Thursday, 23 May 2019


This article just out on the Wall Street Journal shows how Han Chinese Rats overseas PAY THEMSELVES! rather than the merchants from the country they purchase.

Nepal’s central bank dealt a blow to Chinese mobile-payment giantsthat have been aggressively expanding abroad, restricting the use of these platforms after finding that some transactions they facilitated in the small Himalayan nation flouted its laws.
Earlier this week, Nepal Rastra Bank, the central bank and banking regulator, issued a terse notice saying certain types of foreign-payment transactions were illegal, and offenders could be prosecuted under the country’s foreign-exchange laws.
A spokesman for the central bank said Wednesday it has banned people and businesses from making and accepting payments using Alipay and WeChat TCEHY -0.88% Pay that aren’t routed through a domestic bank.
Hundreds of millions of Chinese citizens use Alipay and WeChatTCEHY -0.88% Pay apps on their mobile phones to make purchases online and in stores. Alipay is operated by Ant Financial Services Group, an affiliate of e-commerce giant Alibaba Group Holding Ltd. , while WeChat Pay is owned by Tencent Holdings Ltd. Outside China, both payment platforms have set up point-of-sale systems in countries frequented by Chinese tourists including the U.S., Southeast Asia and parts of Europe.
Nepal, a mountainous country that borders China and India, is a major destination for Chinese tourists, many of whom have been using Alipay or WeChat Pay to make purchases at stores.
Nepalese regulators have flagged how some of those transactions work in practice. Most Alipay and WeChat Pay users have connected their Chinese bank accounts directly to their virtual wallets, drawing on their funds in China when they need to make payments. Some Chinese owners of Nepalese businesses have similarly connected their bank accounts in China to Alipay and WeChat Pay.
Nepalese regulators said they believe many Chinese shoppers in Nepal have been using the platforms to make payments in yuan, rather than in the local currency. That means money Chinese tourists are spending is moving only within China’s financial system and bypassing Nepal’s banking system to the detriment of its economy, according to Laxmi Prapanna Niroula, a spokesman for the country’s central bank.
Alipay and WeChat Pay customers have been able to do this by using on their mobile phones quick-response, or QR, codes—a type of bar code—that are meant for yuan-denominated transactions in China. That also allows them to avoid foreign-exchange transaction fees for payments made in Nepalese rupees.
Any transactions using these payment platforms that aren’t covered by registration with Nepal’s central bank, either directly or through a local partner, are banned, Mr. Niroula said. Individuals or businesses who engage in such transactions would be subject to punishment under local law, he said.
Representatives for Ant and Tencent said any effectively domestic payments made outside China violate the platforms’ terms of service.
A spokeswoman from Ant said the company “strictly complies with local rules and regulations” and has taken measures to prevent any recurrence of “wrongfully collected payments outside of China using domestic QR codes.”

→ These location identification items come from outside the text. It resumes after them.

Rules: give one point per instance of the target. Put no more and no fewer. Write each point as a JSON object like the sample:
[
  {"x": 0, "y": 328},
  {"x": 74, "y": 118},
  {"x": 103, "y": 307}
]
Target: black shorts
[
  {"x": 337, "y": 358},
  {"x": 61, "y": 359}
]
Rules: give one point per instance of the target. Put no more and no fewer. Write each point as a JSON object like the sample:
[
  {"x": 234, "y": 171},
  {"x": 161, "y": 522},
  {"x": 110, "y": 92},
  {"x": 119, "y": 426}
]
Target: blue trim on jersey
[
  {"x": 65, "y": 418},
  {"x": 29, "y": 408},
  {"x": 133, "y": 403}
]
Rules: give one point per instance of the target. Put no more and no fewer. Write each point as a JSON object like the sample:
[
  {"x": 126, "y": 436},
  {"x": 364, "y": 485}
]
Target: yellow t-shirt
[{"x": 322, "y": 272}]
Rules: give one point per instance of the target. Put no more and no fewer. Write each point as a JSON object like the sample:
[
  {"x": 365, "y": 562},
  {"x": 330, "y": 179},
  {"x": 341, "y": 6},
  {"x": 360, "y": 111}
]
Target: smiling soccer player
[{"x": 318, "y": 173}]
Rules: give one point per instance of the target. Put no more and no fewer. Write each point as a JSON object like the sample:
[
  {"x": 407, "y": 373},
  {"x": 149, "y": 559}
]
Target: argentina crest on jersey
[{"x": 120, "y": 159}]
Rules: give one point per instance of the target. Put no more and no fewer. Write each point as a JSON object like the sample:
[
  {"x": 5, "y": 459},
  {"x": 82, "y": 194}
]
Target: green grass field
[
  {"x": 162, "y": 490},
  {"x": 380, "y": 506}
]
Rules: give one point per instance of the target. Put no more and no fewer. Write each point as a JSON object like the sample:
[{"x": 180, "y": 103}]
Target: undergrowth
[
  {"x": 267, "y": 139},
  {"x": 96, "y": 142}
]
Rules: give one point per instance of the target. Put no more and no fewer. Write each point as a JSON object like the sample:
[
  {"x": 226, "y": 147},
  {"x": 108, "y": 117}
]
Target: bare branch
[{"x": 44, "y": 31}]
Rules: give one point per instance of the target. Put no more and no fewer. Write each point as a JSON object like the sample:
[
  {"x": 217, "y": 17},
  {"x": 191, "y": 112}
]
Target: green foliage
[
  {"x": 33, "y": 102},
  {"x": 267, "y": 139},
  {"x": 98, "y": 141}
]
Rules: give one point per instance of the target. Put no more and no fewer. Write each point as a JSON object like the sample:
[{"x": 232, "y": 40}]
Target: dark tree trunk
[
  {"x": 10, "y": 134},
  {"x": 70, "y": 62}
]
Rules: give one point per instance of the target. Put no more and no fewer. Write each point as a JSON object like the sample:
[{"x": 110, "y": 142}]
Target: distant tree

In a separate statement, Ant said Alipay has a partnership with a licensed Nepalese partner, Himalayan Bank Ltd., which settles local currency transactions by Alipay users. Dozens of merchants—including restaurants, souvenir shops and hotels in Nepal’s capital, Kathmandu, and other cities—have been accepting Alipay payments since early 2019, the company said.
Tencent said that WeChat Pay hasn’t officially entered Nepal, and that its cross-border business “strictly abides” by relevant local laws and regulations. It also said it has made efforts to clamp down on unauthorized payments abroad.
It isn’t known how much transaction volume from Chinese tourists bypasses Nepal’s banking system, Mr. Niroula said. More than 153,000 Chinese tourists visited Nepal in the past year, according to official statistics, second only to tourist arrivals from India.
In 2018, overall travel and tourism contributed around 7.8% to Nepal’s gross domestic product, with international visitors spending some $746 million in the country, according to the World Travel & Tourism Council, a London-based industry body.
Kshetra Bahadur Basnet, who has worked as a tour guide in Kathmandu for eight years and speaks Mandarin, said the local authorities’ action could hurt tourism. He said more Chinese business owners have set up shop in Nepal in recent years and mobile payments are a popular way for Chinese travelers to spend.
“Most of the Chinese tourists aren’t used to carrying cash and prefer to use Alipay or WeChat Pay anywhere they go,” said Mr. Basnet.